Had a great ride on 5/29 in the Delaware Water Gap area. Saw a bear on Birch Ridge Rd., just off of Millbrook, NE of Blairstown. He was on the road, saw us coming, and ran off into the woods.

There is a wonderful road through Stokes State Forest climbing up to Sunrise Mtn. About 5 mi. easy climb up, and 5 down, all on paved, one way road in the forest. Only saw about 4 cars. Spectacular view on top of Sunrise Mtn. I highly recommend.


----------



## hontors

Had an encounter with a deer this a.m. I was traveling on a back country road, a large field to my right. I looked over and locked eyes with him. I don't know what it was, perhaps my hi-res yellow jersey, but he decided to start chasing me. I started sprinting and after a few seconds he stopped. Scared the heck out of me. Are deer attracted to yellow?


----------



## NJcycler

hontors said:


> Had an encounter with a deer this a.m.
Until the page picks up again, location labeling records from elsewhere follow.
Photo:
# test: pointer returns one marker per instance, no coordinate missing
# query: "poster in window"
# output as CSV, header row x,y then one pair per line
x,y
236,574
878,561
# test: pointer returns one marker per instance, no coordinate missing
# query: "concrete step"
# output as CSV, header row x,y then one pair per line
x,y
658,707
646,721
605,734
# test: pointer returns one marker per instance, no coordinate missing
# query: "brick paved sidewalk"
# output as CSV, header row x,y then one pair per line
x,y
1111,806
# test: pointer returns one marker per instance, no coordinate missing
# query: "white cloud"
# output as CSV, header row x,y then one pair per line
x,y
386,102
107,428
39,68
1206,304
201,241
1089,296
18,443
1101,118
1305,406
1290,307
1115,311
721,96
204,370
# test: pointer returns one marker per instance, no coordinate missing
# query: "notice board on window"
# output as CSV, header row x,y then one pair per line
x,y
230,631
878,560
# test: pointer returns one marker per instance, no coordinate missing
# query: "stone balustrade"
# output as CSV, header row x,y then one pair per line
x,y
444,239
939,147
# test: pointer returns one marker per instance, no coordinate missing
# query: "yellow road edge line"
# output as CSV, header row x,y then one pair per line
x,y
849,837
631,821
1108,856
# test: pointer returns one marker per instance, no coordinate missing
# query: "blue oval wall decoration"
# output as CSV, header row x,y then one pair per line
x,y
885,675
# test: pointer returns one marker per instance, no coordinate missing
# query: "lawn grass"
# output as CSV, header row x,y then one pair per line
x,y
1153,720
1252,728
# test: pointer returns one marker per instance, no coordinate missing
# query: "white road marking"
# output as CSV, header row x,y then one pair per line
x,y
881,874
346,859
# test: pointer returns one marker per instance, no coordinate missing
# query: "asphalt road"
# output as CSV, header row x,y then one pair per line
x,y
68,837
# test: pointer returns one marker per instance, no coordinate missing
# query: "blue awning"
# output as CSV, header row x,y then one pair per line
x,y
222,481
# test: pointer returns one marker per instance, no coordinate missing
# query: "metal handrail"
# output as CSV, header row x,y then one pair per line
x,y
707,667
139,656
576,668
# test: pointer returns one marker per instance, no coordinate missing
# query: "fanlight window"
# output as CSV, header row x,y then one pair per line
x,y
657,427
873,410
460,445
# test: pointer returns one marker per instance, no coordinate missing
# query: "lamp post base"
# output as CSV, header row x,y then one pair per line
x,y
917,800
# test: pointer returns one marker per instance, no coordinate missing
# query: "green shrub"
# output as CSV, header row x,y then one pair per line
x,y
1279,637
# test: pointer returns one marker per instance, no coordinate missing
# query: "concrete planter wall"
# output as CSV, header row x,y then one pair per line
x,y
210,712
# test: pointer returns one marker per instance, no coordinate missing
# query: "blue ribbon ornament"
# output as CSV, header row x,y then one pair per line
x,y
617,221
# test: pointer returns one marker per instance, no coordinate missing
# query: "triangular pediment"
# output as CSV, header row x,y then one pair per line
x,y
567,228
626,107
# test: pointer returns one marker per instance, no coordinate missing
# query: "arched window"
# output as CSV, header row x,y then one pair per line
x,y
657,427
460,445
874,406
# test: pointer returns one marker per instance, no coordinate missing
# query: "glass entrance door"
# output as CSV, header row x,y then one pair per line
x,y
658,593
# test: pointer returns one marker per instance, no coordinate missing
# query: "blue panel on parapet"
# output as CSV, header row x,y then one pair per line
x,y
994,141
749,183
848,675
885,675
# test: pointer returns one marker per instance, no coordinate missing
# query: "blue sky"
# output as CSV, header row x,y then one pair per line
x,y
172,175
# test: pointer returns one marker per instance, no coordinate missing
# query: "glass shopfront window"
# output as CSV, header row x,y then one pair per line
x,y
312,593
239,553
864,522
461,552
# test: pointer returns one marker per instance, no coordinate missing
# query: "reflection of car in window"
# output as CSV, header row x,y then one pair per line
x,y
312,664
I was traveling on a back country road, a large field to my right. I looked over and locked eyes with him. I don't know what it was, perhaps my hi-res yellow jersey, but he decided to start chasing me. I started sprinting and after a few seconds he stopped. Scared the heck out of me. Are deer attracted to yellow?


i hate deer. They are like big rats. Scavengers. They are so skittish and scared of people that just doesn't seem normal. Maybe rabies infected or something.


----------



## jsedlak

I hate squirrels and chipmunks. Those things are so indecisive and sometimes look like they are committing suicide.


----------



## AlanE

Saw a small bear (maybe 150 lbs) today around noon on Vernoy Road about a mile north of Califon. It jumped out onto the road about 100 feet ahead of us, ran down the road for a bit while we tried to catch up to it, and then darted into the woods.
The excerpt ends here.